There are some weaknesses in the book. On a theoretical level, apart from the acknowledged incompleteness in the analysis of the commodification of new areas, there is insufficient attention paid to the contradictory nature of some of those developments. For example, the visible absorption of many people, on buses, trains, pubs and the street, not to mention the family living room, can be interpreted as regrettable atomisation and asociality. Nonetheless, there are surely positives in terms of more satisfying and efficient time management, less boredom and loneliness, more entertainment, and arguably a greater sense of connection with other people which may result (and has done on several occasions in the last few years) in collective, radical, anti-capitalist action.

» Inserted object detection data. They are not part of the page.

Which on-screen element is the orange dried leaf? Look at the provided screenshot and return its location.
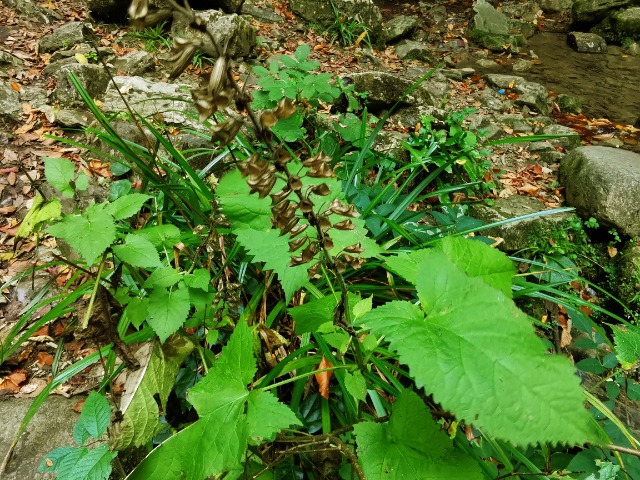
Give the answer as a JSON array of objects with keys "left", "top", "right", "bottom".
[
  {"left": 36, "top": 352, "right": 53, "bottom": 366},
  {"left": 316, "top": 357, "right": 333, "bottom": 399}
]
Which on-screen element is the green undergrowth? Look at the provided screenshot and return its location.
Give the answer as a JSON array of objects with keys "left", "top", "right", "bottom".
[{"left": 0, "top": 9, "right": 640, "bottom": 480}]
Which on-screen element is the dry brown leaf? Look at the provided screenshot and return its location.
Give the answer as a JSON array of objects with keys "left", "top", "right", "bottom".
[
  {"left": 36, "top": 352, "right": 53, "bottom": 367},
  {"left": 316, "top": 356, "right": 333, "bottom": 399}
]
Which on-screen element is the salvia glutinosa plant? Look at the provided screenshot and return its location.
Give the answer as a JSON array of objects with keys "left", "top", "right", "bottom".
[{"left": 128, "top": 0, "right": 364, "bottom": 325}]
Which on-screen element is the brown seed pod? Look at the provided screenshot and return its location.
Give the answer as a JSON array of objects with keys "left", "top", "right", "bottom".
[{"left": 273, "top": 97, "right": 297, "bottom": 118}]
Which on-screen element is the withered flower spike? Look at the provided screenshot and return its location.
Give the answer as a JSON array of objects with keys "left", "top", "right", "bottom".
[
  {"left": 165, "top": 37, "right": 200, "bottom": 79},
  {"left": 289, "top": 175, "right": 302, "bottom": 192},
  {"left": 301, "top": 242, "right": 318, "bottom": 263},
  {"left": 271, "top": 188, "right": 292, "bottom": 205},
  {"left": 289, "top": 223, "right": 309, "bottom": 238},
  {"left": 273, "top": 148, "right": 291, "bottom": 166},
  {"left": 211, "top": 119, "right": 242, "bottom": 147},
  {"left": 322, "top": 235, "right": 333, "bottom": 250},
  {"left": 344, "top": 243, "right": 364, "bottom": 253},
  {"left": 207, "top": 55, "right": 228, "bottom": 95},
  {"left": 273, "top": 97, "right": 297, "bottom": 118},
  {"left": 280, "top": 217, "right": 300, "bottom": 235},
  {"left": 307, "top": 262, "right": 320, "bottom": 278},
  {"left": 333, "top": 220, "right": 356, "bottom": 230},
  {"left": 289, "top": 235, "right": 309, "bottom": 252},
  {"left": 309, "top": 183, "right": 331, "bottom": 197},
  {"left": 298, "top": 198, "right": 313, "bottom": 213},
  {"left": 318, "top": 215, "right": 331, "bottom": 233},
  {"left": 260, "top": 110, "right": 278, "bottom": 128},
  {"left": 127, "top": 0, "right": 149, "bottom": 20},
  {"left": 191, "top": 88, "right": 218, "bottom": 122},
  {"left": 289, "top": 257, "right": 306, "bottom": 267}
]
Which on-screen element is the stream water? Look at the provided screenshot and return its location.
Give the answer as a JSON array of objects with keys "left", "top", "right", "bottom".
[{"left": 521, "top": 32, "right": 640, "bottom": 125}]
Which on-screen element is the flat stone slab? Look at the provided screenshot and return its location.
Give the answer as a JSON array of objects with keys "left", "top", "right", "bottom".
[
  {"left": 559, "top": 146, "right": 640, "bottom": 237},
  {"left": 0, "top": 395, "right": 80, "bottom": 480}
]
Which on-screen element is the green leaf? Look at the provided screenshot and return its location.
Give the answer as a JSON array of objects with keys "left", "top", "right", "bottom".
[
  {"left": 361, "top": 244, "right": 598, "bottom": 445},
  {"left": 144, "top": 266, "right": 182, "bottom": 288},
  {"left": 47, "top": 203, "right": 116, "bottom": 265},
  {"left": 74, "top": 173, "right": 89, "bottom": 192},
  {"left": 73, "top": 392, "right": 111, "bottom": 445},
  {"left": 105, "top": 193, "right": 151, "bottom": 220},
  {"left": 148, "top": 282, "right": 190, "bottom": 343},
  {"left": 234, "top": 228, "right": 310, "bottom": 303},
  {"left": 38, "top": 445, "right": 117, "bottom": 480},
  {"left": 293, "top": 43, "right": 311, "bottom": 62},
  {"left": 109, "top": 334, "right": 194, "bottom": 450},
  {"left": 184, "top": 268, "right": 211, "bottom": 291},
  {"left": 288, "top": 292, "right": 338, "bottom": 335},
  {"left": 123, "top": 297, "right": 149, "bottom": 328},
  {"left": 610, "top": 325, "right": 640, "bottom": 370},
  {"left": 129, "top": 321, "right": 300, "bottom": 480},
  {"left": 344, "top": 371, "right": 367, "bottom": 402},
  {"left": 16, "top": 192, "right": 62, "bottom": 238},
  {"left": 44, "top": 157, "right": 75, "bottom": 197},
  {"left": 386, "top": 237, "right": 515, "bottom": 297},
  {"left": 354, "top": 390, "right": 483, "bottom": 480},
  {"left": 113, "top": 233, "right": 162, "bottom": 268},
  {"left": 136, "top": 224, "right": 180, "bottom": 248}
]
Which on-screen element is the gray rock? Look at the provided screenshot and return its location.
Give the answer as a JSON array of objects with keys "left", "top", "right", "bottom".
[
  {"left": 113, "top": 50, "right": 156, "bottom": 77},
  {"left": 171, "top": 10, "right": 256, "bottom": 58},
  {"left": 102, "top": 76, "right": 199, "bottom": 126},
  {"left": 471, "top": 195, "right": 570, "bottom": 252},
  {"left": 473, "top": 0, "right": 510, "bottom": 35},
  {"left": 20, "top": 85, "right": 49, "bottom": 110},
  {"left": 0, "top": 82, "right": 22, "bottom": 122},
  {"left": 396, "top": 40, "right": 438, "bottom": 65},
  {"left": 511, "top": 58, "right": 531, "bottom": 73},
  {"left": 349, "top": 72, "right": 435, "bottom": 111},
  {"left": 240, "top": 2, "right": 284, "bottom": 23},
  {"left": 53, "top": 63, "right": 109, "bottom": 106},
  {"left": 86, "top": 0, "right": 131, "bottom": 23},
  {"left": 559, "top": 146, "right": 640, "bottom": 236},
  {"left": 567, "top": 32, "right": 607, "bottom": 53},
  {"left": 527, "top": 141, "right": 564, "bottom": 165},
  {"left": 538, "top": 123, "right": 582, "bottom": 150},
  {"left": 571, "top": 0, "right": 631, "bottom": 26},
  {"left": 624, "top": 42, "right": 640, "bottom": 55},
  {"left": 612, "top": 244, "right": 640, "bottom": 309},
  {"left": 0, "top": 395, "right": 80, "bottom": 480},
  {"left": 3, "top": 0, "right": 63, "bottom": 23},
  {"left": 382, "top": 15, "right": 418, "bottom": 43},
  {"left": 55, "top": 108, "right": 95, "bottom": 128},
  {"left": 538, "top": 0, "right": 573, "bottom": 13},
  {"left": 485, "top": 73, "right": 551, "bottom": 115},
  {"left": 289, "top": 0, "right": 382, "bottom": 41},
  {"left": 556, "top": 94, "right": 582, "bottom": 114},
  {"left": 610, "top": 7, "right": 640, "bottom": 40},
  {"left": 0, "top": 51, "right": 24, "bottom": 69},
  {"left": 38, "top": 22, "right": 95, "bottom": 53}
]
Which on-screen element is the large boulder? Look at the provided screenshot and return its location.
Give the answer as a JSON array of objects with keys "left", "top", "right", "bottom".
[
  {"left": 87, "top": 0, "right": 131, "bottom": 23},
  {"left": 485, "top": 73, "right": 551, "bottom": 115},
  {"left": 38, "top": 22, "right": 95, "bottom": 53},
  {"left": 348, "top": 72, "right": 435, "bottom": 112},
  {"left": 469, "top": 0, "right": 525, "bottom": 52},
  {"left": 102, "top": 76, "right": 197, "bottom": 126},
  {"left": 471, "top": 195, "right": 570, "bottom": 252},
  {"left": 53, "top": 63, "right": 109, "bottom": 106},
  {"left": 0, "top": 82, "right": 22, "bottom": 122},
  {"left": 289, "top": 0, "right": 382, "bottom": 41},
  {"left": 571, "top": 0, "right": 631, "bottom": 27},
  {"left": 559, "top": 146, "right": 640, "bottom": 237},
  {"left": 171, "top": 10, "right": 256, "bottom": 57}
]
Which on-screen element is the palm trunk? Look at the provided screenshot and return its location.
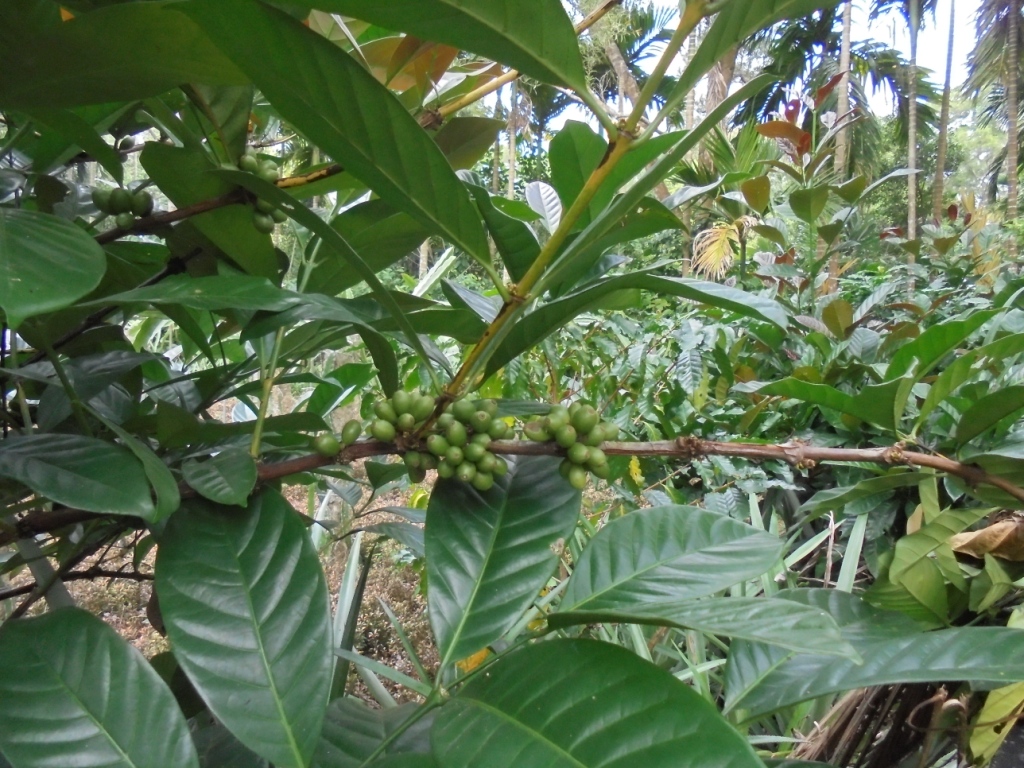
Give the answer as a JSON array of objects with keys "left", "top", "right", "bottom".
[
  {"left": 932, "top": 0, "right": 956, "bottom": 220},
  {"left": 1006, "top": 0, "right": 1021, "bottom": 258}
]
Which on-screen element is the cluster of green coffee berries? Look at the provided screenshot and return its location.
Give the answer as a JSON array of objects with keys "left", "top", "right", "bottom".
[
  {"left": 239, "top": 146, "right": 288, "bottom": 234},
  {"left": 92, "top": 186, "right": 153, "bottom": 229},
  {"left": 522, "top": 402, "right": 618, "bottom": 490}
]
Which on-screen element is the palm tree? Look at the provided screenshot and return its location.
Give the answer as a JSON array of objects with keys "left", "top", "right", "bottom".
[
  {"left": 932, "top": 0, "right": 956, "bottom": 219},
  {"left": 965, "top": 0, "right": 1024, "bottom": 256},
  {"left": 870, "top": 0, "right": 938, "bottom": 241}
]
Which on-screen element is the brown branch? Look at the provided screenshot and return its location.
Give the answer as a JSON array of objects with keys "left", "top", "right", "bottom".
[{"left": 0, "top": 437, "right": 1024, "bottom": 546}]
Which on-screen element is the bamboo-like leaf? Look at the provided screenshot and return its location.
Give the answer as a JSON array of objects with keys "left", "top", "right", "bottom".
[
  {"left": 280, "top": 0, "right": 587, "bottom": 89},
  {"left": 430, "top": 640, "right": 762, "bottom": 768},
  {"left": 188, "top": 0, "right": 490, "bottom": 262},
  {"left": 725, "top": 590, "right": 1024, "bottom": 720},
  {"left": 0, "top": 608, "right": 199, "bottom": 768},
  {"left": 425, "top": 457, "right": 581, "bottom": 666},
  {"left": 157, "top": 490, "right": 333, "bottom": 768}
]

Also, the individual chapters do not rigorously develop all of the themes outlined in the introduction, or hang together very coherently. This is perhaps not surprising given they were all written in different contexts, for different purposes.

Overall, though, it is a very well written, forcefully argued and convincing critique of our contemporary situation, which illuminates some of the entrenched mechanisms of exploitation and control which continue to characterise modern capitalism.

Like her first book, it is particularly sensitive to issues which affect women disproportionately. The privatisation of public services, for example, impacts hugely on women’s lives, as workers and as consumers. The overall theoretical framework is more than strong enough to give us many valuable insights into our contemporary situation, to point us to areas for further reading and research, and to guide us in posing the kind of questions we need to ask and the answers we need to develop, in order to continue the struggle for human liberation from the fetters of capital.

Mike Quille

Mike Quille had a long career in the Probation Service and is now a poet, freelance journalist and political activist living on Tyneside.